The Australian Dietary Guidelines recommend children aged 4-8 years enjoy 4 serves of grain foods each day, consuming mostly whole grain options.

One serve of grain (cereal) food equates to: 

  • 1 slice of whole grain or wholemeal bread 
  • 1/2 cup of cooked oats 
  • 2/3 cup of whole grain cereal 
  • 1/2 cup of cooked whole grains like brown rice or wholemeal pasta 
  • 3 whole grain crispbreads. 

Try the simple swap  

Enjoying more whole grains is certainly not about a whole new way of cooking and it doesn’t mean having to find a whole range of new recipes.
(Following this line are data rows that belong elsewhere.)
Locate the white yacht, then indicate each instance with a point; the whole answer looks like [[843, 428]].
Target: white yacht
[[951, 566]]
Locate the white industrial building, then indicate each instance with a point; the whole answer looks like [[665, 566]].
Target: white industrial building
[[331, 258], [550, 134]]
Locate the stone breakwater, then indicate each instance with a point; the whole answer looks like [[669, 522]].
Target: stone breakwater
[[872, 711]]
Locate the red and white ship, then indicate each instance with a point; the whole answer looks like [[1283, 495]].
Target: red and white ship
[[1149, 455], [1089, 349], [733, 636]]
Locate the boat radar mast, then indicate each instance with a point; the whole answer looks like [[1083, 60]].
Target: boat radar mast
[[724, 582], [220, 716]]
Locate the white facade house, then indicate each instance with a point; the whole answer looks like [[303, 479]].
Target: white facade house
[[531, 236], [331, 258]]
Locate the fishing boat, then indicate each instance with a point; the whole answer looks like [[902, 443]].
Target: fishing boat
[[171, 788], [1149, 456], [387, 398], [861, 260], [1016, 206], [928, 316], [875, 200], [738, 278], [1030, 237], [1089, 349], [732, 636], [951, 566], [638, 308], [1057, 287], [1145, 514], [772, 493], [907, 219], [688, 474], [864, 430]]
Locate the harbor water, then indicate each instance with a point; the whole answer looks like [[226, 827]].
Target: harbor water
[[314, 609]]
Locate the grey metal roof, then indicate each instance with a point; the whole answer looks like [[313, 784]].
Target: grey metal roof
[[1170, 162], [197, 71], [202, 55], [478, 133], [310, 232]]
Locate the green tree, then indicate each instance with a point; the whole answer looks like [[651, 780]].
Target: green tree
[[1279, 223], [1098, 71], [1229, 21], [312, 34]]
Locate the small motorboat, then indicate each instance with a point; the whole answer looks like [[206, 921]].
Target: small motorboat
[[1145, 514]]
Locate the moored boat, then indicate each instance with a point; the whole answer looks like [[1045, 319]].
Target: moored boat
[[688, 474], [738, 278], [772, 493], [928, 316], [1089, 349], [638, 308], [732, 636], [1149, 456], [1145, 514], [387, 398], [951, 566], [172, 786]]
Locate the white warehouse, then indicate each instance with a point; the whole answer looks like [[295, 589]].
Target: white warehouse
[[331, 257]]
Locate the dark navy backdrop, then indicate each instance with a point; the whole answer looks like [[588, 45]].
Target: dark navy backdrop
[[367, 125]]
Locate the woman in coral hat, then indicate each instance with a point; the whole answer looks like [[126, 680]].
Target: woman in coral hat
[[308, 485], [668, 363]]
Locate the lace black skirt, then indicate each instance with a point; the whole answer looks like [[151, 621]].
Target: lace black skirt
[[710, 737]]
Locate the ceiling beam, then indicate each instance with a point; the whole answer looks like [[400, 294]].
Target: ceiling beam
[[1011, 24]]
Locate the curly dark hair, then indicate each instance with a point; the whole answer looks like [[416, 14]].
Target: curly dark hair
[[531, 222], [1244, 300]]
They can easily be incorporated into the tuckshop menu by making simple swaps:  

  • Swap white bread for wholemeal or whole grain varieties. Make wholemeal your default bread! 
  • Replace white flour in baking with wholemeal wheat flour. If you are worried about ruining the recipe, try replacing just half of the flour at first. 
  • Trade regular white rice and pasta for brown/wholemeal varieties. A small amount of red or black rice mixed through can add variety and colour. 
  • Plain popcorn, whole grain crackers with cheese, whole grain, untoasted muesli with yoghurt, and whole grain corn and rice thins with topping are great snack options.